You are wise to be concerned about your type. Smash printing with metal type on any paper, even cotton rag, will progressively damage metal type.
If you only do kiss printing, your type will last longer.
Explore the archives here on Briar Press and educate yourself on dampening the paper. I think it will probably work well.
Experiment and explore.
Get some ink on your shirt.

The paper, if it has a fairly smooth surface texture, should cause you no problems. Pull a couple sheets out of your standard packing and slowly add until you get a good image.

If the surface texture is too rough to give a good solid image, try dampening the stock which will soften it a bit.

Where’d you get the paper?! Sounds cool!

You might want to fan through the stock first to check out the quality. I have ruined engravings from clumps of pulp.

Thanks, everyone for comments and observations; I appreciate hearing from you. This paper was purchased at PaperRecyclery.etsy.com.

to all

This may not be the best place to raise this: In over a year of reading The Briar Press, I have not seen any reference to a jogger, that is, a machine for “shaking” a stack of paper to align the edges of the sheet; makes auto-feeding possible if the sheets have been mis-aligned at some stage.

Also, I have not seen any reference to the appellation “paper spoilers”; perhaps a touchy point with newbie printers?

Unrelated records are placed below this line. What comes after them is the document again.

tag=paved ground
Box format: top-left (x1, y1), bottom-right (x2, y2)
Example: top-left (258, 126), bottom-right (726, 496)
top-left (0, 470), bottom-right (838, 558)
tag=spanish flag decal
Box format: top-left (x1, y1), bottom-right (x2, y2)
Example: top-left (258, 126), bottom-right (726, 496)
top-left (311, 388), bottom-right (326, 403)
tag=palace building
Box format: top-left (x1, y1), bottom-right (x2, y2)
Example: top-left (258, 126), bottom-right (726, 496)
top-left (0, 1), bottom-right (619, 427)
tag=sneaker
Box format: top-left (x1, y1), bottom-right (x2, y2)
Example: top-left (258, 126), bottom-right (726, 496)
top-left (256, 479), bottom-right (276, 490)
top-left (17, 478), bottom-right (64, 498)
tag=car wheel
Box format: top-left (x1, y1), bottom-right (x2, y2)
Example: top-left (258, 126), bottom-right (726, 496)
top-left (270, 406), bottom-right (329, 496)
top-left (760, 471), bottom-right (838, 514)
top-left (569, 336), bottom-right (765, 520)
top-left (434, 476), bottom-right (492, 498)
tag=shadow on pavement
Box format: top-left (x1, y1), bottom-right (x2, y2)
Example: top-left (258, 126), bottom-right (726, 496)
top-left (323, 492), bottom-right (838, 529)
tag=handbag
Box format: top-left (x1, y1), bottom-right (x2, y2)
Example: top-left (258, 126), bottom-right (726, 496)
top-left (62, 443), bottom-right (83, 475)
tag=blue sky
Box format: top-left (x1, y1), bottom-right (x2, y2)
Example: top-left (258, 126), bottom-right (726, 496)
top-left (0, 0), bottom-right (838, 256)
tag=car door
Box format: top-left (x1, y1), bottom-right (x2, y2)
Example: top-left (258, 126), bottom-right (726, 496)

When describing access to buildings, in England the ground floor is called that, and the first floor up from ground is called the first floor, and likewise; USA, the ground floor is first floor, and upwards; Australia has used a mixture, sometimes confusing; now we use “Level One” and so on, Level One being ground. In France floors are numbered from lowermost upwards — if there is a basement, the lowest is floor one, and upwards. I think I have seen, in Australia, a series of basements, numbered as B1 for the uppermost, and downwards from there. Mezzanines are not usually counted as a floor, but designated separately as M1 and so on. Fortunately, a list of occupiers is usually posted to be visible as the visitor exits the lift (escalator) at each level. In Australia, an escalator is the moving stairway which carries visitors between floors, sometimes looking like a stairway, sometimes smooth on which one can walk and push a supermarket trolley. That’s enough comment for one day.

Alan.

And i thought a jogger was someone who runs, why run when you can drive where you have to go???

jogger heck

when i apprenticed
thats what
helpers / assistant pressmen were for

first thing i learned was how to wind stock / jog

nothing like being second helper on a big big
Harris two color doing four color work
printing box board ( plastic model car kit box tops )
spend all your time winding stock

worse was working as a jogger boy
on a mid size newspaper web
when the press was running
you busted your butt to keep up

when press stopped
you had to climb up and wash blankets

have played with printing on paper bag paper
bags from Trader Joes and some local
stores are quality paper bags
have not encountered any pulp chips
or wood chunks

have not busted any type
running brown paper bag stock
but am a kiss style printer

dit dit mac

Now i remember why i wanted to be a linotype operator, i never wanted to lift that large heavy stock, my first linotype job had a lot of brass magazines, so i had to lift heavy stuff anyway.